Question

The flow rate of water from a tap of diameter $1.25cm$ is $0.48L/\min$. If the coefficient of viscosity of water is ${{10}^{-3}}Pa.s$, what is the nature of the flow of water?

Answer 1

This problem can be solved by using the direct formula for the Reynold’s number in terms of the density, velocity of flow (which can be found from the rate of volume flow), diameter of tap and the coefficient of viscosity. By analyzing Reynold's number, we can find the nature of the flow.

Formula used:
$R=\dfrac{\rho vd}{\eta }$
$A=\pi \dfrac{{{d}^{2}}}{4}$
$V=Av$

Complete step-by-step answer:
We will find Reynold's number for the flow and therefore, find out the nature of the flow of water.
The Reynold’s number $R$ for flow of fluid of density $\rho$ and coefficient of viscosity $\eta$ in a stream of diameter $d$ and with velocity $v$ is given by
$R=\dfrac{\rho vd}{\eta }$ --(1)
The area $A$ of cross section of a circle of diameter $d$ is
$A=\pi \dfrac{{{d}^{2}}}{4}$ --(2)
The volume $V$ of liquid flowing per second in a stream of cross section $A$ is given by
$V=Av$ --(3)
where $v$ is the velocity of the flow of the fluid in the stream.
Now, let us analyze the question.
The diameter of the given tap is $d=1.25cm=1.25\times {{10}^{-2}}m$ $\left( \because 1cm={{10}^{-2}}m \right)$
Let the area of the opening of the circular tap be $A$.
Let the velocity of the fluid just after leaving the tap be $v$.
The flow rate of water is $V=0.48L/\min =0.48\dfrac{{{10}^{-3}}{{m}^{3}}}{60s}=8\times {{10}^{-6}}{{m}^{3}}/s$ $\left( \because 1L={{10}^{-3}}{{m}^{3}},1\min =60s \right)$
The coefficient of viscosity is $\eta ={{10}^{-3}}Pa.s$.
The density of water is $\rho ={{10}^{3}}kg/{{m}^{3}}$.
Let the Reynold’s number for the flow be $R$.
Using (1), we get
$R=\dfrac{\rho vd}{\eta }$ --(4)
Using (3), we get,
$V=Av$ --(5)
Using (2), we get
$A=\pi \dfrac{{{d}^{2}}}{4}$ --(6)
Putting (6) in (5), we get
$V=\pi \dfrac{{{d}^{2}}}{4}v$
$\therefore v=\dfrac{4V}{\pi {{d}^{2}}}$ --(7)
Putting (7) in (4), we get
$R=\dfrac{\rho d}{\eta }\dfrac{4V}{\pi {{d}^{2}}}=\dfrac{4V\rho }{\eta \pi d}$
Putting the values of the variables in the above equation, we get
$R=\dfrac{4\times 8\times {{10}^{-6}}\times {{10}^{3}}}{{{10}^{-3}}\times \pi \times 1.25\times {{10}^{-2}}}\approx 815$
Hence, we have got Reynold's number for the flow as $815$. A reynold’s number below $2000$ corresponds to smooth laminar flow and since $815<2000$, we can conclude that the nature of the flow of the water from the tap is a smooth laminar flow.

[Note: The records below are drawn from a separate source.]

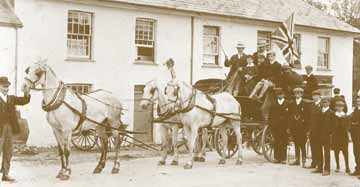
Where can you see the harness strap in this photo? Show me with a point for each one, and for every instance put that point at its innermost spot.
(56, 101)
(83, 112)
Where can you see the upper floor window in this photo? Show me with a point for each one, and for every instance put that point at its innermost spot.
(264, 37)
(145, 39)
(79, 37)
(323, 53)
(211, 45)
(297, 37)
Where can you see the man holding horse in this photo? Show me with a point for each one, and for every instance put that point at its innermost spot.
(8, 124)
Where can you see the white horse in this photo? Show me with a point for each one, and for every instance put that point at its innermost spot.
(154, 91)
(199, 110)
(68, 113)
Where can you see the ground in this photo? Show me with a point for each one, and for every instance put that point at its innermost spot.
(139, 168)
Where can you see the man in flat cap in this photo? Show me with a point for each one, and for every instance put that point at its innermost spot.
(8, 124)
(340, 138)
(314, 134)
(298, 124)
(278, 123)
(310, 82)
(326, 130)
(236, 63)
(337, 96)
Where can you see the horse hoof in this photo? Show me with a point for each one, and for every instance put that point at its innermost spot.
(161, 163)
(97, 170)
(174, 163)
(58, 176)
(188, 166)
(222, 162)
(238, 162)
(64, 177)
(115, 171)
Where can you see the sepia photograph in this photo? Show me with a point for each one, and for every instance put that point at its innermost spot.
(180, 93)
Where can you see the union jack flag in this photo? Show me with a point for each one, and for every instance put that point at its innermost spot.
(284, 38)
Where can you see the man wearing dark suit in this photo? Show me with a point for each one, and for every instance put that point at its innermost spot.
(310, 82)
(326, 128)
(271, 77)
(315, 110)
(336, 97)
(261, 51)
(298, 125)
(8, 124)
(355, 136)
(236, 63)
(278, 123)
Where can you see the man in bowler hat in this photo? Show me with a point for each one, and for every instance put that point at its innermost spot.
(8, 124)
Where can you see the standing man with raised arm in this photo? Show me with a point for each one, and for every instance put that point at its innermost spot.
(9, 124)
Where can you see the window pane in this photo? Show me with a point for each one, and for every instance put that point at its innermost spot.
(79, 34)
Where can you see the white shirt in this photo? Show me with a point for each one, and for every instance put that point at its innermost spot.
(250, 65)
(281, 101)
(3, 97)
(298, 101)
(325, 109)
(340, 114)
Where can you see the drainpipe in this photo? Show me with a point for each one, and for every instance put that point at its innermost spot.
(192, 51)
(16, 61)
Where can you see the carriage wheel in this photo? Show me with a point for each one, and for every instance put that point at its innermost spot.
(256, 137)
(232, 143)
(85, 140)
(268, 144)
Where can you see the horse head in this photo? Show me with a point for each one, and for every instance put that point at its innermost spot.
(152, 91)
(35, 75)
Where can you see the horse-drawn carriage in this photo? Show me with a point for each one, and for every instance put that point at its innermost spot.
(254, 127)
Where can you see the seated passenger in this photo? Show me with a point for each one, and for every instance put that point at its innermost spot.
(272, 71)
(249, 76)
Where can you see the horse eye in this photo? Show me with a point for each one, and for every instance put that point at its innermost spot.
(152, 91)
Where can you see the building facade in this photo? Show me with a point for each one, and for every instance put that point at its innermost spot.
(119, 45)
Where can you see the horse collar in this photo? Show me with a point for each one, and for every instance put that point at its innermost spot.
(57, 99)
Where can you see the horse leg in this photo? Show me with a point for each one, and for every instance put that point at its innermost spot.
(102, 161)
(61, 152)
(202, 152)
(118, 141)
(164, 145)
(67, 170)
(237, 129)
(193, 132)
(224, 137)
(175, 133)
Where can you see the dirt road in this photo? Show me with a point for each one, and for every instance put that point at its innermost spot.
(40, 171)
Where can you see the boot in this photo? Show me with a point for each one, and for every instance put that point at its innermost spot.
(295, 163)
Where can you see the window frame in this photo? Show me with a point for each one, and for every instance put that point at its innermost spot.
(82, 58)
(154, 38)
(216, 55)
(325, 66)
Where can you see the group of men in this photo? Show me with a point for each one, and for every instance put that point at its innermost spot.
(300, 112)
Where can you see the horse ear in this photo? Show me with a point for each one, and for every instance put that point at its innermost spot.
(38, 72)
(27, 70)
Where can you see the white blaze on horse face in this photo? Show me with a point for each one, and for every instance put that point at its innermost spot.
(33, 77)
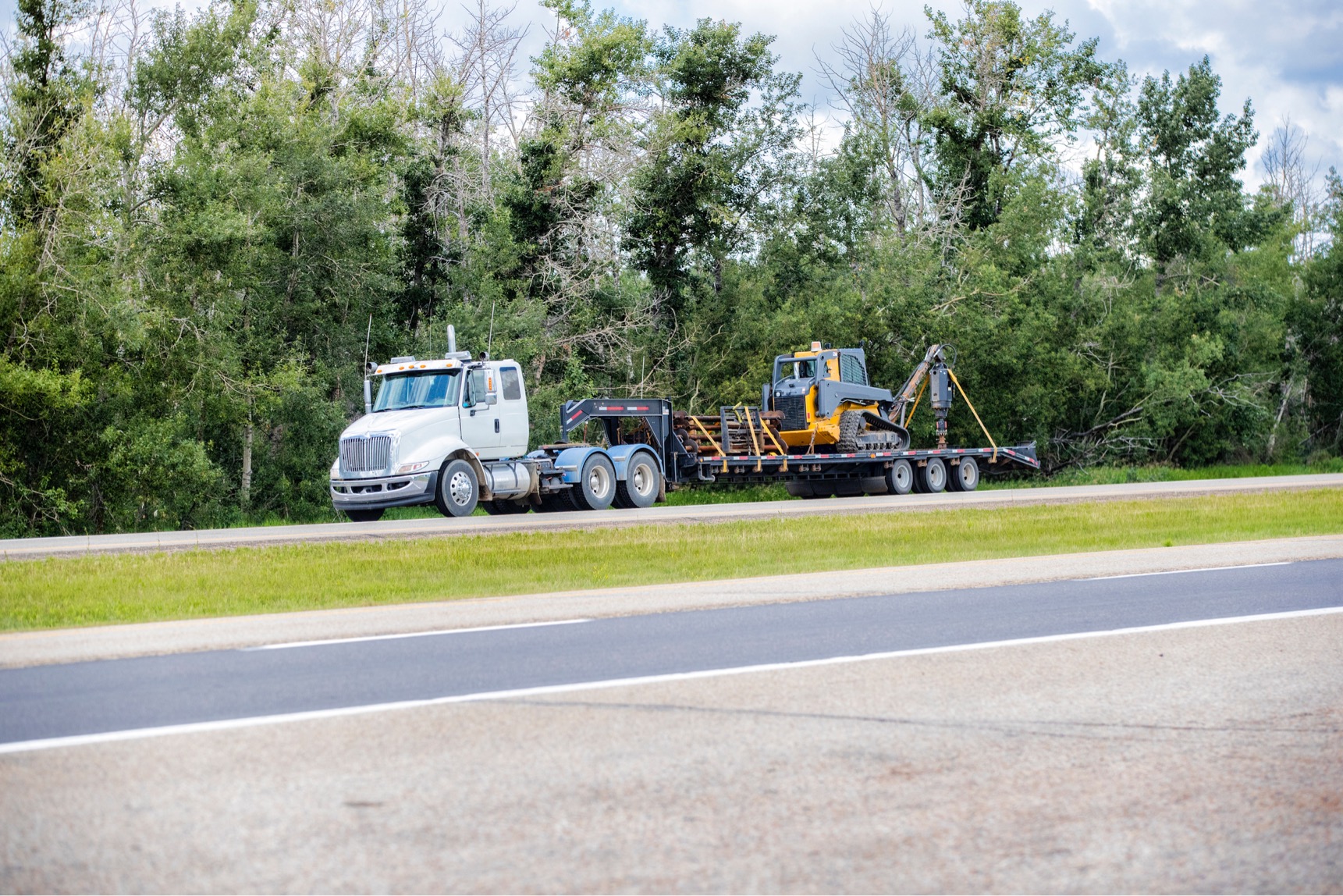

Note: Students must note that the Reynold’s number that we have calculated is for the flow of liquid just after exiting the tap. It may happen that after the liquid falls for a height, the flow becomes turbulent due to the increase in its speed as gravity acts on it. This can also be felt by the students by a simple experiment. They can open the tap of a basin in their house slightly and observe the flow of the water. At first it is smooth but as it falls down, the flow can become turbulent.